Manastır M.S. 477 yılında yapılmış. Ve son halini 1756’da Osmanlılar zamanında almış. Şu anda müze. Çeşitli ikonlar, duvar resimleri ve başka objelerde sergileniyor.Manastıra adını veren Aziz Barbanas Salamis’te doğmuş. Yahudi bir ailenin oğlu. Hristiyanlığı yaymak için çalışmış. Ve bunun sonucunda yahudiler tarafından öldürüldü. Ölü bedeni denize atılmak üzere saklandı. Olayı gören Barbanas yandaşları gizlice bedeni alırlar ve Salamis’in batısındaki bir keçiboynuzu ağacının altındaki mağaraya yanında sürekli taşıdığı Aziz Mathew’un İncili ile gömerler.

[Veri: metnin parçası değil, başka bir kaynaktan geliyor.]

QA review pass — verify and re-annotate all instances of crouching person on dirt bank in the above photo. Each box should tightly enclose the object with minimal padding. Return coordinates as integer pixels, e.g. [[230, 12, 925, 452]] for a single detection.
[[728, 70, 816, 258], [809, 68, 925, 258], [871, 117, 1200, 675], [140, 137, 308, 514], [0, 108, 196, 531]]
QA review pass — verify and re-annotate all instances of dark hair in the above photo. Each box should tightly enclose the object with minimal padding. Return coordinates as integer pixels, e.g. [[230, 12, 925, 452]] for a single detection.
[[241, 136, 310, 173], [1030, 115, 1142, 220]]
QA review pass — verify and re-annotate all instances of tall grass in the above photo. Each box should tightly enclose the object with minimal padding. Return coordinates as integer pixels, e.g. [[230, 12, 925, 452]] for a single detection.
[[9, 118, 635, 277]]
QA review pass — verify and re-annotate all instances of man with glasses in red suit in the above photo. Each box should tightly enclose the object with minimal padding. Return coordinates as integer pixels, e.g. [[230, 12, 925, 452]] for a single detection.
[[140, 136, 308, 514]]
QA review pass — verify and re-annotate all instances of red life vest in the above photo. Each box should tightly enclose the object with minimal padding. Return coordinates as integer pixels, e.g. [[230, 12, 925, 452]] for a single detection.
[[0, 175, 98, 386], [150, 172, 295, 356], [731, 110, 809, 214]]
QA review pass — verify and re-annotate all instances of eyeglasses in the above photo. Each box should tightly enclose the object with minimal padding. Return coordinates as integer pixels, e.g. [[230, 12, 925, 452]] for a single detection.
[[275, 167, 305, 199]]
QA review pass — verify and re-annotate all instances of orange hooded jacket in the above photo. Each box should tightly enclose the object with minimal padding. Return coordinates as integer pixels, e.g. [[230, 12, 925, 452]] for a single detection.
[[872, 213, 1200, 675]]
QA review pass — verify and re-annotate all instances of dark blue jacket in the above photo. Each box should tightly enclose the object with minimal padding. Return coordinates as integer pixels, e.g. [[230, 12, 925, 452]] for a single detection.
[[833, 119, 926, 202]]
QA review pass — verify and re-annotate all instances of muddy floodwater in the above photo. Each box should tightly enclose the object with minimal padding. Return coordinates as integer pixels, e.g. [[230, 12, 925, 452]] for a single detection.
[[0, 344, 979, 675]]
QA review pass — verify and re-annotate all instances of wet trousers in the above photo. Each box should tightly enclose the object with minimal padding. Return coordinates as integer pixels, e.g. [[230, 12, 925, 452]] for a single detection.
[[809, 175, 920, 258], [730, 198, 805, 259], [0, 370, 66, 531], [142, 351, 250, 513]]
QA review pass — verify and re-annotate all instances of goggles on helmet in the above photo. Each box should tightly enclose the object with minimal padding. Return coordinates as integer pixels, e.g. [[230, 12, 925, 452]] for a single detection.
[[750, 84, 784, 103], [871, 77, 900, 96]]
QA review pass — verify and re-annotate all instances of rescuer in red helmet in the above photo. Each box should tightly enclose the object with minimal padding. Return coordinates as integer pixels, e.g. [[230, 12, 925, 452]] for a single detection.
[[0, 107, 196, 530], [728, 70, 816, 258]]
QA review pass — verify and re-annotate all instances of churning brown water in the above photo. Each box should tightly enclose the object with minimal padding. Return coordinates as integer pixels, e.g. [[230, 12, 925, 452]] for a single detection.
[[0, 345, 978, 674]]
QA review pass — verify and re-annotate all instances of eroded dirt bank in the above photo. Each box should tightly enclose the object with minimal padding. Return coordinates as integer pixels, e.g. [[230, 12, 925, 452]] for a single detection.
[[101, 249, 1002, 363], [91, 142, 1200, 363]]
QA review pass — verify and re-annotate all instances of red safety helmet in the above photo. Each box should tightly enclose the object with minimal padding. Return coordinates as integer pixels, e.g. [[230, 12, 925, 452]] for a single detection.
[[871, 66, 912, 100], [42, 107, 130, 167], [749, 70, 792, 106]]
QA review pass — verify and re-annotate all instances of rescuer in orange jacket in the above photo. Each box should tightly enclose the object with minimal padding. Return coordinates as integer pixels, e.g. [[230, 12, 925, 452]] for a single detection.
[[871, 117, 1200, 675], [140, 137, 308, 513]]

432 yıl sonra Barbanas’ın gömülü olduğu yer Piskopas Anthemios’a malum oluyor ve yapılan kazıda Aziz Mathew’un İncili bulunuyor. Bu da mezarın burada olduğunun bir kanıtı olarak kabul ediliyor. Piskopas kalıntıları ve İncil’i İstanbul’a Zeno’ya götürüyor. Zeno’da kiliseye özerklik tanıyor ve manastırın yapımı için para veriyor. Ve böylece Saint Barbanas Manastırı yapılıyor.